Mises à pied chez Paccar Sainte-Thérèse sur fond de pertes de profits et de tarifs américains
Lorsque la haute direction de Paccar a présenté, hier, ses résultats financiers du troisième trimestre, elle s’est félicitée du fait que plus de 90% de ses camions Kenworth et Peterbilt soient fabriqués aux États-Unis, les mettant à l’abri des récents tarifs de 25% sur les poids moyens et lourds décrétés par l’administration Trump.
Pour les membres de l’équipe Paccar du Canada, dont les travailleurs de l’usine de Sainte-Thérèse en banlieue nord de Montréal, ça n’augurait rien de bon et la nouvelle est finalement tombée : 300 d’entre eux sont mis à pied.

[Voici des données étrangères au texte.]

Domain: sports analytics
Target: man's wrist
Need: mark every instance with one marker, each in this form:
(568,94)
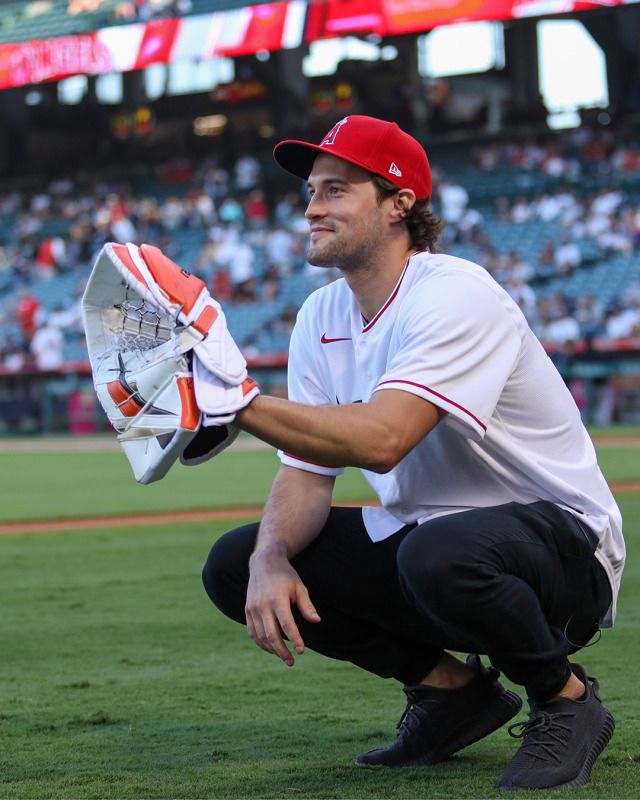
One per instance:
(271,549)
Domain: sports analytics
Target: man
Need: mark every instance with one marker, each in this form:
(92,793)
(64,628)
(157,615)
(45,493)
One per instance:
(497,533)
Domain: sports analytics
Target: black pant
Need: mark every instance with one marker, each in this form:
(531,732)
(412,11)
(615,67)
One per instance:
(518,583)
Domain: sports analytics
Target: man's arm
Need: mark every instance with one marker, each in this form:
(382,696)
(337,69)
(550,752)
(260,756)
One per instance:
(374,435)
(295,512)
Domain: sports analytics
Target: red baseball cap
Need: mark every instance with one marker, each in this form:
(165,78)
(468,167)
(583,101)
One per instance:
(374,144)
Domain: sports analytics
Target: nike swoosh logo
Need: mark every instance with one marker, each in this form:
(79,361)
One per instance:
(326,340)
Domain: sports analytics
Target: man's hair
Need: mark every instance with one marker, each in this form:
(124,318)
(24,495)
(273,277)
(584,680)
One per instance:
(423,225)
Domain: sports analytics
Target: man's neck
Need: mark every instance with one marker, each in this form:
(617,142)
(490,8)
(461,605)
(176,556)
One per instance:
(374,282)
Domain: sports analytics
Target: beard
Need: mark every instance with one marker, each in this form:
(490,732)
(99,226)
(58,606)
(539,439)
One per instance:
(355,253)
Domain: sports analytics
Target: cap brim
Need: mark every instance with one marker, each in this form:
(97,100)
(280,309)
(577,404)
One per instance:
(296,157)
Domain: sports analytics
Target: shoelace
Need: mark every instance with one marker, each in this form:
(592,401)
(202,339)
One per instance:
(542,734)
(409,717)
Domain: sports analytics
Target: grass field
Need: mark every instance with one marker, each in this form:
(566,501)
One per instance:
(118,679)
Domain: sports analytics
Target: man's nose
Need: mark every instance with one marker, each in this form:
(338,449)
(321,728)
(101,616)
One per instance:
(315,207)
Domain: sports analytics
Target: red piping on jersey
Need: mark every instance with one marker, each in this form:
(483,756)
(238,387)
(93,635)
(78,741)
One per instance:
(442,397)
(370,325)
(306,461)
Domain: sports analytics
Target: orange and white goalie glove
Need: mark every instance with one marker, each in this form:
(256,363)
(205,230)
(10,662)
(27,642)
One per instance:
(185,299)
(158,346)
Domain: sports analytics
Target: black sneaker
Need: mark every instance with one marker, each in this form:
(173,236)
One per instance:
(438,722)
(561,741)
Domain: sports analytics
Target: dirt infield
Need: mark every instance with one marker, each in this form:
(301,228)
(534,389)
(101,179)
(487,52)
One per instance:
(177,517)
(103,442)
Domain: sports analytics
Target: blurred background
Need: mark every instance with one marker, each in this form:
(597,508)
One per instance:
(134,120)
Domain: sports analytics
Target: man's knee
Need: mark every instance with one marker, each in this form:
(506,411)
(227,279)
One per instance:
(436,569)
(226,571)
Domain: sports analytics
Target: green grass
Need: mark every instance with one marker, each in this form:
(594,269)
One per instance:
(58,485)
(118,679)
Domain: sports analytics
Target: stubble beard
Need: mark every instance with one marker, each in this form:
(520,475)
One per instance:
(347,258)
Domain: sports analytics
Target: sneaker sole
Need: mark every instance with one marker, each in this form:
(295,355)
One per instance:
(582,778)
(475,728)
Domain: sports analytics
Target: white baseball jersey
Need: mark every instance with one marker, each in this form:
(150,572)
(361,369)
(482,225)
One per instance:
(512,432)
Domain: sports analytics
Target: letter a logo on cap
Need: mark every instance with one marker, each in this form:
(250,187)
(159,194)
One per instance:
(330,138)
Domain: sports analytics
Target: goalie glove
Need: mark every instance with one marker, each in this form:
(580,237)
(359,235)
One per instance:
(149,399)
(185,299)
(139,339)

« Les 300 travailleuses et travailleurs mis à pied chez PACCAR deviennent les dernières victimes de la guerre tarifaire que les États-Unis nous livrent. Nous allons tout faire en notre possible pour supporter nos membres affectés durement par cette annonce », a réagi ce midi le syndicat Unifor qui les représente.

Profits en baisse de 39%
Au cours du troisième trimestre de 2025, les ventes de Paccar à l’échelle mondiale se sont élevées à 6,67 milliards $ (tous les montants sont en dollars américains), en baisse par rapport aux 8,24 milliards $ récoltés au cours de la même période en 2024.
Ces ventes ont généré des profits de 590 millions $ au troisième trimestre, soit 39% de moins que les 972,1 millions $ engrangés l’an dernier au cours du même trimestre.
L’entreprise a livré 31 900 nouveaux camions à travers le monde au cours de ce trimestre, comparativement à 39 000 au trimestre précédent. Des ventes de pièces records de 1,72 milliard $ ont permis de maintenir un équilibre.
Preston Feight, PDG de Paccar, s’est dit satisfait de ces résultats.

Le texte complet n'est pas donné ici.